Open Bug 1472922 Opened 6 years ago Updated 2 years ago

Use a fallback AnimationEventDispatcher if there is no timeline in Animation::QueuePlaybackEvent

Categories

(Core :: DOM: Animation, enhancement, P3)

enhancement

Tracking

()

People

(Reporter: hiro, Unassigned)

References

Details

In bug 1354501, I didn't implement fallback case if there is no timeline when we queue animation playback events. As Brian noted in bug 1354501 comment 63, the spec says we should use a task queue is used for such case. But it sounds bit opposed what we did in 1354501. As per the HTML processing model [1], the task queue is processed before '7. Update the rendering:' which means the event is processed at different timings. Also it actually means what we did before 1354501. I think, even if there is no timeline, the animation is still associated with a document, then the document should have a pending animation event queue [2], so we can use the queue instead. It's still unclear to me that which document, the document for the target element or for the animation object is better, though. [1] https://html.spec.whatwg.org/multipage/webappapis.html#processing-model-8 [2] https://drafts.csswg.org/web-animations-1/#pending-animation-event-queue
I just realized that, IIUC, we do use the timeline for the document in the current JS context [1]. So, const target = subframe.contentDocument.getElementById('target'); target.animate({ opacity: [ 0, 1 ] }, 1000); in this case, the animation events are dispatched in the parent document instead of the subframe one. So if the animation has no timeline, then we should use the document that the animation object belongs to, which means we should use GetDocumentIfCurrent(). Anyway, we should write wpt somehow for this.

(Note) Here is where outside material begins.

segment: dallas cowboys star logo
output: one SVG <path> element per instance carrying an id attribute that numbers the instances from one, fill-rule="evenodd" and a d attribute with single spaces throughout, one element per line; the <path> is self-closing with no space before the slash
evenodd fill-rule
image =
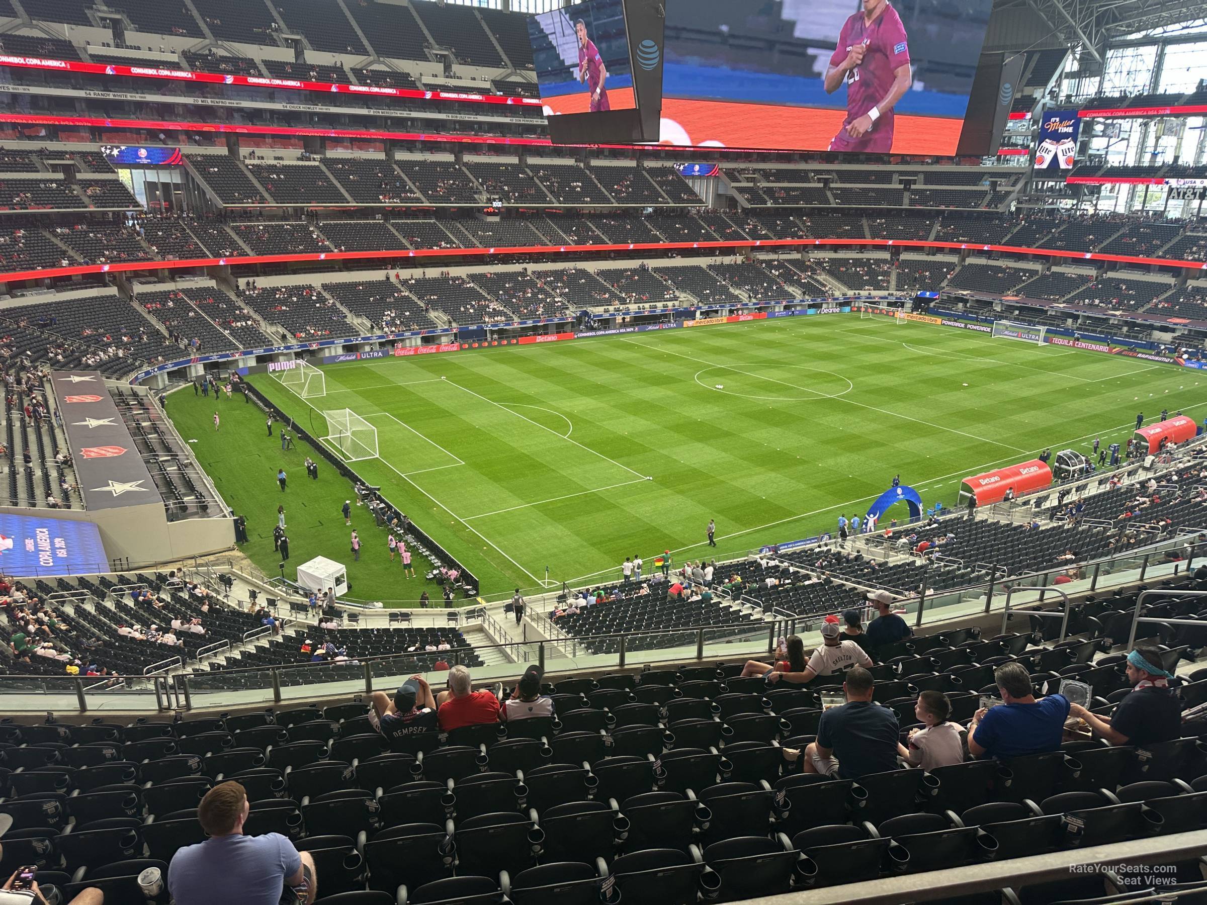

I might be wrong though. :) [1] https://hg.mozilla.org/mozilla-central/file/987ea0d6a000/dom/animation/Animation.cpp#l102
Assignee: nobody → hikezoe
Status: NEW → ASSIGNED
Priority: P3 → P2
Assignee: hikezoe → nobody
Status: ASSIGNED → NEW
Priority: P2 → P3
(In reply to Hiroyuki Ikezoe (:hiro) from comment #1) > I just realized that, IIUC, we do use the timeline for the document in the > current JS context [1]. > > So, > > const target = subframe.contentDocument.getElementById('target'); > target.animate({ opacity: [ 0, 1 ] }, 1000); This example is wrong. Element.animate() uses the document timeline for the target element. const effect = new KeyframeEffect(target, null, 1000); const animation = new Animation(effect); This animation uses the parent document timeline.